Jetzt strich die junge Frau ihrem Liebsten über den Arm.
»So nachdenklich?« fragte sie.
Michael sah auf.
»Ich hab’ eben an meinen Vater denken müssen«, antwortete er. »Heut’ ist er in Sankt Johann angekommen.«
Er deutete auf Lena, die übermütig auf der Wiese herumtoll-te.
»Hoffentlich klappt der Plan, den Hochwürden sich ausgedacht hat...«
Andrea lächelte.
»Ganz bestimmt«, meinte sie. »Wenn eine das Herz deines Vaters erreichen kann, dann ist’s unser kleiner Sonnenschein.«
Sie sah auf die Uhr.
»Wir sollten langsam zurückgehen«, schlug sie vor. »Ich hab’ Lena versprochen, daß sie bei meiner Mutter noch einen leckeren Kuchen bekommt.«
Michael hatte inzwischen An-dreas Eltern kennengelernt, und für den Nachmittag waren sie zum Kaffee eingeladen.

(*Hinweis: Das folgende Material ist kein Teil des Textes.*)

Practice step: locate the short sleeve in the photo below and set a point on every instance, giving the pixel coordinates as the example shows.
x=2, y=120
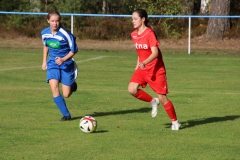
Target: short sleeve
x=153, y=40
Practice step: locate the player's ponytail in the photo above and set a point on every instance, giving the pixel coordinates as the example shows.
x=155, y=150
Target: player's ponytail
x=143, y=14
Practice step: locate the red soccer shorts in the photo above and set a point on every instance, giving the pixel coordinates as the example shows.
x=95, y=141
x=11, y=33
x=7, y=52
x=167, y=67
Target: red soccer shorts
x=157, y=82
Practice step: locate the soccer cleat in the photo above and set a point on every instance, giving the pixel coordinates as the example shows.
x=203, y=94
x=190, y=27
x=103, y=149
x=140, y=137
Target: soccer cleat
x=74, y=87
x=155, y=103
x=175, y=125
x=65, y=118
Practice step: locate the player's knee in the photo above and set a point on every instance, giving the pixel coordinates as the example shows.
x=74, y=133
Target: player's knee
x=163, y=99
x=132, y=90
x=66, y=95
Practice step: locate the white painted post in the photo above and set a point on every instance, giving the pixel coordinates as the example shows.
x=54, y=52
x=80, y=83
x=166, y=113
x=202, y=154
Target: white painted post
x=72, y=24
x=189, y=35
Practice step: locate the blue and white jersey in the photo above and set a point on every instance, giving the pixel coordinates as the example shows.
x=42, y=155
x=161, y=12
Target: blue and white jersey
x=60, y=44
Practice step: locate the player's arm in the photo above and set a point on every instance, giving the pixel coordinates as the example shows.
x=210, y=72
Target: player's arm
x=137, y=64
x=150, y=58
x=45, y=54
x=59, y=60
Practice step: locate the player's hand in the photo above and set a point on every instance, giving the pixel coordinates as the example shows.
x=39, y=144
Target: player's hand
x=59, y=60
x=141, y=65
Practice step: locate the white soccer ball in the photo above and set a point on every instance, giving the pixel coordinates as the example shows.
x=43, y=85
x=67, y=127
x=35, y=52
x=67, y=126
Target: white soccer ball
x=88, y=124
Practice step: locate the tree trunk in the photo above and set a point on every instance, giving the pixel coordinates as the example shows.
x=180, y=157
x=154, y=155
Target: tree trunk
x=217, y=27
x=204, y=6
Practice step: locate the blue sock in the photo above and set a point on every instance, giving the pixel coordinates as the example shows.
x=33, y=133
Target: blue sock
x=61, y=104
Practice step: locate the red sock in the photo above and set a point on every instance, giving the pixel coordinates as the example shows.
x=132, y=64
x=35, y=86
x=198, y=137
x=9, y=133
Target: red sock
x=170, y=110
x=142, y=95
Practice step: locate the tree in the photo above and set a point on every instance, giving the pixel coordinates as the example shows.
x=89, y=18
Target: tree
x=204, y=9
x=217, y=27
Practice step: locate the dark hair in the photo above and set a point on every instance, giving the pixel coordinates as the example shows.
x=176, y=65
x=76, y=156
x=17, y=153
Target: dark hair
x=143, y=14
x=52, y=13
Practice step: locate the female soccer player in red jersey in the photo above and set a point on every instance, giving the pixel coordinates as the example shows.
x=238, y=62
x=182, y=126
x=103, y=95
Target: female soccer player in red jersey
x=150, y=68
x=60, y=66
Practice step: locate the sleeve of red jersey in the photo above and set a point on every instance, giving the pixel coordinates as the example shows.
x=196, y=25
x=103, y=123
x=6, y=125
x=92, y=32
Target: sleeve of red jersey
x=153, y=40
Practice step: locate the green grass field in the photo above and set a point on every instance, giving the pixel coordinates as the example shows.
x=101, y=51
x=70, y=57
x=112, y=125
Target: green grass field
x=205, y=90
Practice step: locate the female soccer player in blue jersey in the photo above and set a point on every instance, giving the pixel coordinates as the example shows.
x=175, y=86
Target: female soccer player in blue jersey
x=61, y=46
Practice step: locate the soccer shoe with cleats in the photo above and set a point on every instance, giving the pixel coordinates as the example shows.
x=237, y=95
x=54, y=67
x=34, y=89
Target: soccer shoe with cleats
x=65, y=118
x=175, y=126
x=74, y=87
x=154, y=103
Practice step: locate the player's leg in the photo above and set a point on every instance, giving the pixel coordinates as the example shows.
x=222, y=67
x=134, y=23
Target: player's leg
x=59, y=100
x=169, y=108
x=68, y=77
x=133, y=87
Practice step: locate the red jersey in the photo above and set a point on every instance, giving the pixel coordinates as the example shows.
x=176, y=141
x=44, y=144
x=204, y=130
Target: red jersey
x=143, y=44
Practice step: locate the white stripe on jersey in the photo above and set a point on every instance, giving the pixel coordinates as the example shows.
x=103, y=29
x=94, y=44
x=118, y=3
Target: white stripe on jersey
x=67, y=35
x=136, y=37
x=51, y=36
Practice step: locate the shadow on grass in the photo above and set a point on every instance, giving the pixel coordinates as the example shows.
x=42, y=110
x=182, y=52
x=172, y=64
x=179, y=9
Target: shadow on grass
x=192, y=123
x=100, y=114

Marianne und Rolf Mahlinger waren von ihrem zukünftigen Schwiegersohn genauso begeistert, wie von der kleinen Lena. Immer wenn sie bei ihnen zu Gast waren, wurden es schöne und unterhaltsame Stunden, und daß Andreas Eltern an dem Madel einen Narren gefressen hatten, war unverkennbar. Besonders ›Opa‹ Rolf konnte gar nicht genug von dem Fratz bekommen und spielte mit Lena im Garten, daß es eine Freude war, zuzusehen.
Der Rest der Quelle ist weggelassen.